When I was younger I received five dollars a week for being a good boy. I don't think I was a good boy, I should've probably gotten 3.75$ after calculating damages, swear words, lies etc. Never the less I saved my money to buy a hamster, yes, a hamster. All I really knew was that at the mall there was a cheap red marker sign at the pet store that said, "Hamsters 40$." I remember going up the escalator and seeing them all, they looked like little piglets. Assuming my math is correct I waited a whole two months before I had enough, and I had all the money stored away in a small teal and black Grizzlies (basketball team) velcro wallet.
I don't remember what day it was that I realized the money was gone. I just remember misplacing the wallet sometime, and finding it on the pink single seater couch in the living room that no one ever sits in. There was no money left in it. For some reason I didn't care, I was nonchalant about it, like I never cared and the money never existed. The wallet ended up in the basement with all my other childhood things and has stayed there ever since.
Yesterday I woke up to the smell of pancakes and I went downstairs to see them getting cold. I flopped two onto a plate and buttered them up. There was no syrup and I got tired of spraying what little of it there was left onto my pancakes, so I went into the basement to get more.
Our pantry is really sad, its just a metal shelf with canned goods and Vienna sausages piled in rag tag order. I took my time to look it over, there was no syrup. But I spotted the Grizzly wallet on the shelf next to it.
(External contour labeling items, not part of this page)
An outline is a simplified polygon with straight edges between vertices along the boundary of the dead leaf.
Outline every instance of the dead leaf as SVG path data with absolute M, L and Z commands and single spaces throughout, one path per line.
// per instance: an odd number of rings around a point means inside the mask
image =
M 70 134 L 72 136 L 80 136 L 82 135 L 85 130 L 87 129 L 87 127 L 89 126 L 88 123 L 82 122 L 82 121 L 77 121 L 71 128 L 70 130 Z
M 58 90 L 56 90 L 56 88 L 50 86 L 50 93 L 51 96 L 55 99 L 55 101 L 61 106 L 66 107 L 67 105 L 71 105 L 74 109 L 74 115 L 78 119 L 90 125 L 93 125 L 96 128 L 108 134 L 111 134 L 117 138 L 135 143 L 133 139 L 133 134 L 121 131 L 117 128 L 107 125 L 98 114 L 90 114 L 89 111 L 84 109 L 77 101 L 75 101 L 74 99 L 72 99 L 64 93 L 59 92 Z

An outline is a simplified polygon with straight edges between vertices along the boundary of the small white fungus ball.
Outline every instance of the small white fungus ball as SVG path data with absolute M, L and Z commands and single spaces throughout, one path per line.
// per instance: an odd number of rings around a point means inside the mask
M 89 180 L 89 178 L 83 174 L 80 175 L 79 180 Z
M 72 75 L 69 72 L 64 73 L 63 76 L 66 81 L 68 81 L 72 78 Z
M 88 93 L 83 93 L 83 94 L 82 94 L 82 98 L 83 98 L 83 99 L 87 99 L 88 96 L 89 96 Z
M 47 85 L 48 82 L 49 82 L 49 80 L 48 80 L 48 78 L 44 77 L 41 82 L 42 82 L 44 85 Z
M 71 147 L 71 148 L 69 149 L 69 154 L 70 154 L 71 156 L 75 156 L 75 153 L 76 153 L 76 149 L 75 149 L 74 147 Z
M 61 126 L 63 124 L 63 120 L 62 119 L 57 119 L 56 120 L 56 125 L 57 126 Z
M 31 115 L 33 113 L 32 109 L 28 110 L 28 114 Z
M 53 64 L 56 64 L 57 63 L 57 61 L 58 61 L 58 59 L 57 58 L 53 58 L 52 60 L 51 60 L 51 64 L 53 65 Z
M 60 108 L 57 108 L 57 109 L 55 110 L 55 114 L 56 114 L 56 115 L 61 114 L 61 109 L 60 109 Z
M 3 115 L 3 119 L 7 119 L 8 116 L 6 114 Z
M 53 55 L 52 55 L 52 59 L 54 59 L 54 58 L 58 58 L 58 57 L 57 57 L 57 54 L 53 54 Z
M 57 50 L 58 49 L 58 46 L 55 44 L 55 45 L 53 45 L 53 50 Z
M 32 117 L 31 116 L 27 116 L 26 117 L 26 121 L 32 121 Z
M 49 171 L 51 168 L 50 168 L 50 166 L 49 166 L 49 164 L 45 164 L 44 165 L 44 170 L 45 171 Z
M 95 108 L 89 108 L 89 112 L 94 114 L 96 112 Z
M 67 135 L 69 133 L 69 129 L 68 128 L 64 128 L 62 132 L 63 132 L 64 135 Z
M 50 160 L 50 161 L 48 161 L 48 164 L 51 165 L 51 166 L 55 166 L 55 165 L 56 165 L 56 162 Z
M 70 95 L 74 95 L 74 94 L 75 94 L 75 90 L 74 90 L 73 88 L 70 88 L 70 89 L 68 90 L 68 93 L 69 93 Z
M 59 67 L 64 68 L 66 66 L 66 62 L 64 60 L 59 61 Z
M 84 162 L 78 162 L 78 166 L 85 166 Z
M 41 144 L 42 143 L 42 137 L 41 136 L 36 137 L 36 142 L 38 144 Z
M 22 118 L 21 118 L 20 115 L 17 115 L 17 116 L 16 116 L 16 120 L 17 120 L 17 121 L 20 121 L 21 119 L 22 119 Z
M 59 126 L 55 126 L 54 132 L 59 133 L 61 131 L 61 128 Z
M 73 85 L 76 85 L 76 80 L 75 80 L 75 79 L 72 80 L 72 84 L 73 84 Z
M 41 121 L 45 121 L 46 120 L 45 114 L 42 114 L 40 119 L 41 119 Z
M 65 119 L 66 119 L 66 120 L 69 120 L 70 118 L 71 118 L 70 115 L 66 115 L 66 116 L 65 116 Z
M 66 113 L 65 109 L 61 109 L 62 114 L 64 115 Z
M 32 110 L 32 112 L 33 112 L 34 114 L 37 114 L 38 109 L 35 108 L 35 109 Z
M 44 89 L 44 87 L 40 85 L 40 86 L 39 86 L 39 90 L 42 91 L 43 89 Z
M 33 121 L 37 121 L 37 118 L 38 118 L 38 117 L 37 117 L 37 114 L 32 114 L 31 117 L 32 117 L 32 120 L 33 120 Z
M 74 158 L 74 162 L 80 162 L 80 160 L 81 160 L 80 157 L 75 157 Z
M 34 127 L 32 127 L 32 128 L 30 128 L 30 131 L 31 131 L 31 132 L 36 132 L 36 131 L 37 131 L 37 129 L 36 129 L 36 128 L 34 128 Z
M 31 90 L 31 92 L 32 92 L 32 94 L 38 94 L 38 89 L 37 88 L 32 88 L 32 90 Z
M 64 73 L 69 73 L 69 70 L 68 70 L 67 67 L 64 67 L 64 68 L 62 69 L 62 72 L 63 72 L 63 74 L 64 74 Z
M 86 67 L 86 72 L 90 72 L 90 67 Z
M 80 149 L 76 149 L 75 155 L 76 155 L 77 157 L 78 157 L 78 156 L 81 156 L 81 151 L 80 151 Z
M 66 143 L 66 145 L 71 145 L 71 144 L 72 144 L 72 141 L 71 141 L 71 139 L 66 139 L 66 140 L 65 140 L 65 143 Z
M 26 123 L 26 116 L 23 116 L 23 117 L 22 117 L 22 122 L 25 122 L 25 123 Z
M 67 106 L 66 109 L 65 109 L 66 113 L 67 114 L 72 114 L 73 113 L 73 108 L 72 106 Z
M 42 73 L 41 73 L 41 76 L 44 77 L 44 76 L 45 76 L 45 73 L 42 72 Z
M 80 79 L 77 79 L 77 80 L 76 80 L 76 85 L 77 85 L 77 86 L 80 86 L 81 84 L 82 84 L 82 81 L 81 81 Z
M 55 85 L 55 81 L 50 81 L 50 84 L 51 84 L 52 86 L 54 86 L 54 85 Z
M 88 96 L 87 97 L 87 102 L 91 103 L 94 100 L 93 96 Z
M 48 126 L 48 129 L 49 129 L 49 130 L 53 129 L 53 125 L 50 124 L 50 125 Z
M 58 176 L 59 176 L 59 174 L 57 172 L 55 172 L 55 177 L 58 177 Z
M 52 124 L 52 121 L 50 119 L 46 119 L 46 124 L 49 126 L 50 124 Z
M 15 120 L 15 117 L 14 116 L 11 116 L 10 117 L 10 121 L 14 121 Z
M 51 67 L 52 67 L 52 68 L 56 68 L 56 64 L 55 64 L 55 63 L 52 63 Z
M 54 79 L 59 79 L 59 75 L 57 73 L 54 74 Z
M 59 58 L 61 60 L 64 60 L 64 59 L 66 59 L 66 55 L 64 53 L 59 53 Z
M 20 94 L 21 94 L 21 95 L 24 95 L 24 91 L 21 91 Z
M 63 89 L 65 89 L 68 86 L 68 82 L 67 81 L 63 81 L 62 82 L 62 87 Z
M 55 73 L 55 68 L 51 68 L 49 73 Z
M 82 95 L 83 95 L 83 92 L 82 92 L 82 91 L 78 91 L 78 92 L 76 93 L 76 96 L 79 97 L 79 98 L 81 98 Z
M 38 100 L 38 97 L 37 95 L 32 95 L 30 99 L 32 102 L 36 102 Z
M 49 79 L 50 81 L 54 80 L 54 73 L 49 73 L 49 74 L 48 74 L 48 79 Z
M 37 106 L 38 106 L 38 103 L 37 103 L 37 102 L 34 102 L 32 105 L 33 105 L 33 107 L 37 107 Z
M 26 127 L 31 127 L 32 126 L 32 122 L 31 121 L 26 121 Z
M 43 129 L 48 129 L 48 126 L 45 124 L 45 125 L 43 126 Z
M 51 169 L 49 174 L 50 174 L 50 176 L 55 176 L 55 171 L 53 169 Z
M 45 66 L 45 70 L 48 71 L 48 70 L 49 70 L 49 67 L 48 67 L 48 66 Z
I had a huge inclination to check the wallet, to see if my 40$ hamster money was still in it, but I think that now that I'm older and money seems to mean so much more to me, that I couldn't bare to see absolutely nothing in it. I did pick it up, test out the velcro, even pinched it stupidly to feel for what contents it might of accumulated over the past 12 years. I just put it back exactly where I found it, made my way upstairs, forgot to turn off the basement light, and ate my pancakes with honey instead. Why can't money be a side effect of a good life and not a prerequisite?